Voci di fughe, rifugi sotterranei e appelli all’insurrezione. Nelle stesse ore in cui il premier israeliano Benjamin Netanyahu invoca apertamente il cambio di regime in Iran, si moltiplicano le notizie, non verificabili, su presunti piani di evacuazione per i vertici della Repubblica islamica. È lo scenario sempre più instabile che accompagna l’offensiva lanciata da Israele contro le infrastrutture strategiche di Teheran.
Secondo quanto riferito dalla televisione Iran International, con sede a Londra e vicina ai settori dell’opposizione in esilio, Ali Asghar Hejazi, vice capo di gabinetto della Guida suprema Ali Khamenei, sarebbe in contatto con le autorità russe per ottenere un salvacondotto in caso di collasso del regime. E non sarebbe il solo.

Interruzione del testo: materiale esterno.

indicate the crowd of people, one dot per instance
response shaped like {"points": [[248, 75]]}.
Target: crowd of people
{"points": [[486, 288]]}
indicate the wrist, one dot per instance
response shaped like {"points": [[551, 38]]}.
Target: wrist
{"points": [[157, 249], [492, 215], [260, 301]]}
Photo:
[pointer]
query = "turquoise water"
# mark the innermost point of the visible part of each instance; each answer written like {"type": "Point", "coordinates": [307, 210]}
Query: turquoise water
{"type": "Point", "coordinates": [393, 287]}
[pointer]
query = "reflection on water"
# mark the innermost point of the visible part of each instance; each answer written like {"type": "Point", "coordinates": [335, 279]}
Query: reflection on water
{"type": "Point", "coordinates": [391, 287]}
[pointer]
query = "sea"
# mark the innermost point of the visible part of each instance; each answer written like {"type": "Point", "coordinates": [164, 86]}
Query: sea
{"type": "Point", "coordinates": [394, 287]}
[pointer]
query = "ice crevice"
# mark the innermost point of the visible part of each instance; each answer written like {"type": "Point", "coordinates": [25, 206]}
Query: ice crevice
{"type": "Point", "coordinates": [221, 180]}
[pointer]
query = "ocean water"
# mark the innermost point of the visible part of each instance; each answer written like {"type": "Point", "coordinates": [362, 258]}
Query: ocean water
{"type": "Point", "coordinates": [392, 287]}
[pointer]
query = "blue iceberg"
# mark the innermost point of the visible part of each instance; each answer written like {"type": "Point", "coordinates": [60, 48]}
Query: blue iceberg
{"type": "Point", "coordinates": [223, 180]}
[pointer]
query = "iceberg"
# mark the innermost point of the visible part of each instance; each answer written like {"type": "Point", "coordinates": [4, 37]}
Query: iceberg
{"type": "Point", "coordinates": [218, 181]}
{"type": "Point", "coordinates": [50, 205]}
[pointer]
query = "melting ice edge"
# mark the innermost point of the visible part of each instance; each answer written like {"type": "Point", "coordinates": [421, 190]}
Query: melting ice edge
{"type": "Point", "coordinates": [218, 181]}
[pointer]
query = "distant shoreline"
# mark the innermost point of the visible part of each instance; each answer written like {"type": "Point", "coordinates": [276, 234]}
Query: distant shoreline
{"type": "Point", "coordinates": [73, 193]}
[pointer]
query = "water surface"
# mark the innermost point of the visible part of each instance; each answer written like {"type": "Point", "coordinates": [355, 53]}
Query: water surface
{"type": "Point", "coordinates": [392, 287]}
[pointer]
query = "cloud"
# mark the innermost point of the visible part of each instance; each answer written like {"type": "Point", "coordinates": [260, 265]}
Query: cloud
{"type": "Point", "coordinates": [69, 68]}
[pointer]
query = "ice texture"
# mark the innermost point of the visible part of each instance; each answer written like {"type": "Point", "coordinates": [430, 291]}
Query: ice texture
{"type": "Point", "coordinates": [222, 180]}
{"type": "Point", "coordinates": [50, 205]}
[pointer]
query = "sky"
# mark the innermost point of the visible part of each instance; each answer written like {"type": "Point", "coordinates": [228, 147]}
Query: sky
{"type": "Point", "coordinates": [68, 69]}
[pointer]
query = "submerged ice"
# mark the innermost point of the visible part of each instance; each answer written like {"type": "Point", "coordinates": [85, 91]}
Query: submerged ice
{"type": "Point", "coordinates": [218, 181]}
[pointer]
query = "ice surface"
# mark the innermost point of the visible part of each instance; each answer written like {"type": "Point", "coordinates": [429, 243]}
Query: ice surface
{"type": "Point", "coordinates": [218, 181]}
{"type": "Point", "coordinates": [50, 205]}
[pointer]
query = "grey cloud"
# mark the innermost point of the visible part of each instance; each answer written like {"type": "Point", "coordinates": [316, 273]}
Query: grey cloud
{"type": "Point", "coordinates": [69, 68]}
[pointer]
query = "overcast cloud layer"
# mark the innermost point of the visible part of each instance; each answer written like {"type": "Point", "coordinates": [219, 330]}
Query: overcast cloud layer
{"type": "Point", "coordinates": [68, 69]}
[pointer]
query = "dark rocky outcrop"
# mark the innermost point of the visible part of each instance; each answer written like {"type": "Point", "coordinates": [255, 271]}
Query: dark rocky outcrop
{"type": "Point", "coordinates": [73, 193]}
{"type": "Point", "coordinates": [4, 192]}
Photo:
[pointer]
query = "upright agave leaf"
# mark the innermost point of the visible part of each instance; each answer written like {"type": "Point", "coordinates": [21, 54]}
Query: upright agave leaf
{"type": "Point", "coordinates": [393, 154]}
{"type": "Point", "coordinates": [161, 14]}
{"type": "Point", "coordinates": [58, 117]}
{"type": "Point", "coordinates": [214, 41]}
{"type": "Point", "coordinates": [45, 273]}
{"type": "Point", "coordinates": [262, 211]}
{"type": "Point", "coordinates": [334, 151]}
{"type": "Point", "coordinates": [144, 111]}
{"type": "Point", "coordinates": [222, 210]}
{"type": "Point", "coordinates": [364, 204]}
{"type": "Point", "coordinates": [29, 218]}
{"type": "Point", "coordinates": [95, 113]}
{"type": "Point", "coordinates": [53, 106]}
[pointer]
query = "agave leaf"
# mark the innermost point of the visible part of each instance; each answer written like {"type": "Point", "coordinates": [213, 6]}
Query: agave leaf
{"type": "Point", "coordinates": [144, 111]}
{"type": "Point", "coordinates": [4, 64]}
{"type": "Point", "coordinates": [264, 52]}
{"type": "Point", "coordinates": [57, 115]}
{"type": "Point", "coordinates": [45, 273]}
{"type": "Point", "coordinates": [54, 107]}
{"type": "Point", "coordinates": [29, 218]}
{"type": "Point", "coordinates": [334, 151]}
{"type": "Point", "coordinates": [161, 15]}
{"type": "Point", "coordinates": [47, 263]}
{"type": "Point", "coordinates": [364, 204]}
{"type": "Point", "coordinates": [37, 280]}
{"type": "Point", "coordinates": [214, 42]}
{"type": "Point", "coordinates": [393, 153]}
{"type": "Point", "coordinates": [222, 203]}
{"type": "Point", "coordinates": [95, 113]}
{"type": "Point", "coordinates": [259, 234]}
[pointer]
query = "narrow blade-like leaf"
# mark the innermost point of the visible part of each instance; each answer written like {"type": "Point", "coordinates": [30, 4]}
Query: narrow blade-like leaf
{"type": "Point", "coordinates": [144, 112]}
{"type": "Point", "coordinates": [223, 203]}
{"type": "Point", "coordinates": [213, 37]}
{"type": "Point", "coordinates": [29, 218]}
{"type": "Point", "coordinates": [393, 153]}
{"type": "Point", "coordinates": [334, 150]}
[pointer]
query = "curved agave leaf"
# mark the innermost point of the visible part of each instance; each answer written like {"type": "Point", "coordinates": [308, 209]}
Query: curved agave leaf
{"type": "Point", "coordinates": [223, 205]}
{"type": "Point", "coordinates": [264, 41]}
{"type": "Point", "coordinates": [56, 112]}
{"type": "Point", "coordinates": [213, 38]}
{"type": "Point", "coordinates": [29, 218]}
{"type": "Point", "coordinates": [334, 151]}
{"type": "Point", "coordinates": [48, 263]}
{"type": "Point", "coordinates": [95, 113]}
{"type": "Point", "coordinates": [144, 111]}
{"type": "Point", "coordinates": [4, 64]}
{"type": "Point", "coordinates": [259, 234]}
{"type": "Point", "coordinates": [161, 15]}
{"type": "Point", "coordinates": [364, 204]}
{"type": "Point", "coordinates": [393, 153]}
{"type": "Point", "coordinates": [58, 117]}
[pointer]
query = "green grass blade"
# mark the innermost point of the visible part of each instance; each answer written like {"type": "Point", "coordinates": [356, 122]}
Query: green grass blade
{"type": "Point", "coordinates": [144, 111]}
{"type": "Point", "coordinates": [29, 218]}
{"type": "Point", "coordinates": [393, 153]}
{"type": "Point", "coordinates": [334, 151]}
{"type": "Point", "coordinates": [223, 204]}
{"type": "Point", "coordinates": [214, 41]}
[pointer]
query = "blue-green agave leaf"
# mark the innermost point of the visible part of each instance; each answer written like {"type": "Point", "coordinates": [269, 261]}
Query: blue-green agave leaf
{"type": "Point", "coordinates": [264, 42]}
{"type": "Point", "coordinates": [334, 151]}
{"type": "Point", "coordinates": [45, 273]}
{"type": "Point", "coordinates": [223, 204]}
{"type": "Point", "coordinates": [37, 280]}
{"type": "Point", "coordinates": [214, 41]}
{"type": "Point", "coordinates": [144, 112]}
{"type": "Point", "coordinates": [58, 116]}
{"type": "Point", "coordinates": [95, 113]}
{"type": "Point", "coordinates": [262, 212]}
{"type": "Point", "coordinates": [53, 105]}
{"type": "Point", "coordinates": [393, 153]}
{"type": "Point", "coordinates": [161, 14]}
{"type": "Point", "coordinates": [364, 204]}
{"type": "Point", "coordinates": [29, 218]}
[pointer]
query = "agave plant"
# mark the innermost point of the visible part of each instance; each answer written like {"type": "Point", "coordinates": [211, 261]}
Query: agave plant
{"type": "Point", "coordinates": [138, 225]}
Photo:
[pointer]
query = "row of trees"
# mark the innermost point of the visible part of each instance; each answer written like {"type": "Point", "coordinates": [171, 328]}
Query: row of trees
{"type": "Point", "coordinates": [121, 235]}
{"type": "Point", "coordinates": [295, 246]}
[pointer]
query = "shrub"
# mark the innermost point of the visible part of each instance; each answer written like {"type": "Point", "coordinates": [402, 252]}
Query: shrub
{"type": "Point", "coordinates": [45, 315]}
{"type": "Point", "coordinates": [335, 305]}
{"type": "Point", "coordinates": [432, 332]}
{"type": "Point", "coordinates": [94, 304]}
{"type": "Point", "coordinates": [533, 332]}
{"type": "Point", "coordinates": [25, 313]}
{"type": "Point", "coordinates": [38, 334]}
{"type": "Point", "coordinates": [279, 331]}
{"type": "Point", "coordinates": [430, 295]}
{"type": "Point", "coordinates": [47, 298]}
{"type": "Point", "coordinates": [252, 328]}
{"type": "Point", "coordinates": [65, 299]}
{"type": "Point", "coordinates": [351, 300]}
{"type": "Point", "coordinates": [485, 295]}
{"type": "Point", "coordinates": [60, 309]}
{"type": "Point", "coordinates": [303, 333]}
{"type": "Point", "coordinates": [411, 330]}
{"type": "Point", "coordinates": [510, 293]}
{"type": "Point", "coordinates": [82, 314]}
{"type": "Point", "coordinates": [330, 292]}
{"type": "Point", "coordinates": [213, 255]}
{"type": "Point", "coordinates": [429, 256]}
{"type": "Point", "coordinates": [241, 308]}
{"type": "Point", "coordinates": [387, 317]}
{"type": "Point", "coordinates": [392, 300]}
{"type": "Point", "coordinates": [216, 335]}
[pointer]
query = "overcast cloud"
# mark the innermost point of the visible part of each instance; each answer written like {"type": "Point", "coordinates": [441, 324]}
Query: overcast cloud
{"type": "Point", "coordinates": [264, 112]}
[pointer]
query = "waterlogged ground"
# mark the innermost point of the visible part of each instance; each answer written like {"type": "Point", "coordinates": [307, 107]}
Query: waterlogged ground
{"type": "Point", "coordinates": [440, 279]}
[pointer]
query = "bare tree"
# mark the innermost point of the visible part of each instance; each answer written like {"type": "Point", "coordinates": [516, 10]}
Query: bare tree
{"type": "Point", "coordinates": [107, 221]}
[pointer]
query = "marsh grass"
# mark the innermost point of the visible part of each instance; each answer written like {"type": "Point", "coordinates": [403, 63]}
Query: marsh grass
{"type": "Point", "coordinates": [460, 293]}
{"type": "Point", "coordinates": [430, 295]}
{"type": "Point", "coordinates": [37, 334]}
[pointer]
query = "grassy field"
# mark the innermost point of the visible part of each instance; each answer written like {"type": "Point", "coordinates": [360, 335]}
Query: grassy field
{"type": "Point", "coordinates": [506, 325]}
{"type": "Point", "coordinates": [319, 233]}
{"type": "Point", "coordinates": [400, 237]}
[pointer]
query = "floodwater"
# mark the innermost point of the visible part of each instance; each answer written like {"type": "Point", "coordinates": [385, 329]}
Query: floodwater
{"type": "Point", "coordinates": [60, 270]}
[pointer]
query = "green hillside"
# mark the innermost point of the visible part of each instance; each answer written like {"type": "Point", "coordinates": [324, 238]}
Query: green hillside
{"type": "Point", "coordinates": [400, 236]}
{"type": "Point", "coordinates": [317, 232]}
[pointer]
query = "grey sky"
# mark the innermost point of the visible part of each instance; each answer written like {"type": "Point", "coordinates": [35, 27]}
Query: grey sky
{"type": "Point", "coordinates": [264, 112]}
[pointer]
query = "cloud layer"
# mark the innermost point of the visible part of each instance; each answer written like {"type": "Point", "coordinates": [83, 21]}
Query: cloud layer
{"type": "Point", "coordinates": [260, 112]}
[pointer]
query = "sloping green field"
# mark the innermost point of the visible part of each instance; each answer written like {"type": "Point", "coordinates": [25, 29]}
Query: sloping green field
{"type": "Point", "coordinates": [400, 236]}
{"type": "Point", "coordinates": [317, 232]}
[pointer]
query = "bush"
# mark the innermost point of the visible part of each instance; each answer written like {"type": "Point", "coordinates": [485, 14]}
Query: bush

Rifugi, missili e simboli della monarchia
L’emittente afferma che anche altri dirigenti avrebbero attivato canali diplomatici con Mosca. Intanto, la Guida suprema sarebbe già stata trasferita in un rifugio sotterraneo nella zona nord-est della capitale, a Lavizan, per metterlo al riparo dagli attacchi israeliani che nelle ultime ore hanno colpito anche le sedi istituzionali al centro di Teheran, tra cui Parlamento e ministeri.
In questo contesto, l’idea di un tentativo di colpire direttamente Khamenei non appare più fantascientifica. Anche per via delle parole di Netanyahu, che venerdì ha chiesto al “popolo iraniano” di unirsi per far cadere un “regime malvagio e oppressivo”. Il premier ha anche smentito una notizia della Reuters secondo cui il presidente Donald Trump avrebbe posto il veto a un eventuale assassinio della Guida suprema.
“Rising Lion”, omaggi e messaggi alla diaspora
Nel suo appello, Netanyahu ha fatto riferimento all’“eredità storica dell’Iran”, un passaggio interpretato da alcuni analisti come un richiamo implicito all’epoca precedente alla rivoluzione islamica del 1979. A rafforzare l’idea di una strategia mirata a destabilizzare il regime in favore di un ritorno della dinastia Pahlavi, anche il nome scelto per l’operazione militare: Rising Lion, richiamo diretto al leone della bandiera monarchica.
Da anni il figlio dell’ultimo Scià, Reza Pahlavi, mantiene rapporti stretti con Netanyahu e risiede negli Stati Uniti. In un videomessaggio diffuso nelle scorse ore, l’erede della casata non ha chiesto una rivolta popolare, ma ha esortato la popolazione a “atti di sfida”, come non andare al lavoro, lavorare meno o presentarsi in ritardo. Alle forze armate e di sicurezza, ha invece chiesto di “allontanarsi dal regime e unirsi al popolo”.

Appello degli intellettuali, mentre circolano video di esodi
Per la prima volta dall’inizio del conflitto, sette tra intellettuali e attivisti hanno preso posizione in un appello pubblico. Tra loro le premio Nobel per la pace Shirin Ebadi e Narges Mohammadi, i registi Mohammad Rasoulof e Jafar Panahi. Il loro messaggio, pubblicato da Le Monde, chiede la “fine delle ostilità militari” e la cessazione dell’“arricchimento dell’uranio”. Sul cambio di regime, dichiarano: “Sì a una transizione pacifica verso la democrazia, ma nel rispetto dell’integrità territoriale dell’Iran”.
Nel frattempo, sui social continuano a circolare video di aerei in partenza dall’aeroporto Mehrabad con a bordo presunti dirigenti del regime. Immagini impossibili da verificare, ma che alimentano la tempesta informativa in corso. Lo stesso vale per le notizie sulla sorte di Ali Shamkhani, consigliere di Khamenei: Iran International ne aveva annunciato la morte nei primi raid israeliani, mentre la televisione di Stato afferma che sarebbe solo ferito, in condizioni stabili.